Brooklyn on some weekends I'd hear that familiar song " tomatoes ten cents a pound , potatoes , apples " it meant the fruit & vegetable man is on the street with his horse-drawn cart. The women would rush out of there Apartments to get the best pick. I would rush downstairs from our second floor apartment to see clapper a name me and my friends gave the horse. Imagine how exciting it was for us kids 2 touch and pet a horse. This happened in the 50s , when Clapper died "how could it be" he was so big, so strong. I would never see him plodding along again. He was never replaced I wondered what the vegetable man did for a living now.
It boggles the modern mind to think of a horse in the middle of a city. Where was it kept? Were there stables for the critters of such vendors? For those who used them as transportation (pulling carriages), one would think they would be housed at home; otherwise, they would lose their value as transportation. And think of all the professions that have come and gone over the years/decades/centuries. Many times one profession dependent on another, and when one of them goes, others fall like dominoes, being replaced by fresh and new opportunities.

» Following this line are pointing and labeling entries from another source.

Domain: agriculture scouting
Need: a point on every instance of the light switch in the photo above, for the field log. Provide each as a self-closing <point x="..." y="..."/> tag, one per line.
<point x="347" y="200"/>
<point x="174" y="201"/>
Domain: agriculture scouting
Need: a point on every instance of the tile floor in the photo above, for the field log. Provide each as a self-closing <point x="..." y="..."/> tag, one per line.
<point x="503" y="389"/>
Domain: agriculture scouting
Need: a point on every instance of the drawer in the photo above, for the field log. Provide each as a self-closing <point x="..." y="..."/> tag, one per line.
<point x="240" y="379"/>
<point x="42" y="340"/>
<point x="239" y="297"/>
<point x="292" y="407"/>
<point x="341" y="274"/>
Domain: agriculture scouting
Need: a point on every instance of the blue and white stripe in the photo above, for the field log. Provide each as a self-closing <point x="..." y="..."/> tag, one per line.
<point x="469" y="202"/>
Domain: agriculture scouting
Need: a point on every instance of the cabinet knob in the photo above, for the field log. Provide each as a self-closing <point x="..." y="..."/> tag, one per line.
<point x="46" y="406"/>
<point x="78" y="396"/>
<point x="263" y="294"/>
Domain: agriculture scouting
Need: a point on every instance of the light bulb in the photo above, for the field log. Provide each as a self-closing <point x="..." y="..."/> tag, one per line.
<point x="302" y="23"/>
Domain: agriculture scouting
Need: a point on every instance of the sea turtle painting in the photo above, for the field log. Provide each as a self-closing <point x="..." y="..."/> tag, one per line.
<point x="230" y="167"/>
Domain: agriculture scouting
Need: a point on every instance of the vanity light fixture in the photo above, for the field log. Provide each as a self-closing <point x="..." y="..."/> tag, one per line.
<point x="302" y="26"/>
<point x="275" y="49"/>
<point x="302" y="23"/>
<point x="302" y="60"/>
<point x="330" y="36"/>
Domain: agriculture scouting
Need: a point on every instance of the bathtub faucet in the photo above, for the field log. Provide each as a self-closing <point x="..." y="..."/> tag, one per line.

Economists call this "Creative destruction." No industry is immune.
Back in the early 1950’s, a lot of people had a backyard barn, and either had a horse, a milk cow, or maybe some pigs and chickens, and every yard had a vegetable garden and fruit trees. Even after keeping livestock was no longer allowed, people who already had the livestock were “grandfathered in”, and could keep whatever they had until they sold the property. This was only a smaller town where I lived, but if the vegetable seller in Brooklyn was growing his own veggies to sell, he had to live somewhere that he had enough land for a small vegetable farm and room for a horse and maybe a milk cow.
Although I grew up in a small town, there was on old livery stable around the corner of an alley near where I lived. It was collapsing and rotten, but as boys we explored it and no one was ever really injured. I assume the same thing existed in larger cities, where horses in particular could be kept and fed.
I was just thinking I remember reading a while ago that they spotted coyotes in New York City Parks. Maybe we can call it the cement and brick Forest.
I remember the horse drawn wagons peddling fruits and vegetables, whatever was in season but this was much earlier back in the late thirties and forties. I think by the fifties the man had retired or died. I don't remember his name but I walked to school with his son. I remember a couple of occasions I rode with he and his son on a Saturday and we packed up small crates of tomatoes and Okra and green beans onions. He grew tomatoes and onions but much of his produce he bought wholesale from people who hauled it from the Rio Grande valley. He never paid me anything for helping and I was surprised how late he worked. Sometime it was after sundown and in the fall it would be after dark when he came home and parked his wagon and took care of his horse. Although he lived simply and lived in a neighborhood that was getting older, I suspect because that was an area where he could keep his horse. He was a wealthy man and in that day and time and in that day and time a couple of million dollars was indeed wealthy.
1950s Baltimore (population just under a million at that time) there were several horse "farms" within city limits including one near the harbor. Produce vendors and rag collectors hooked-up their wagons to them and went thru the alleys to conduct their business. I assume that the wagons were kept at the farms too.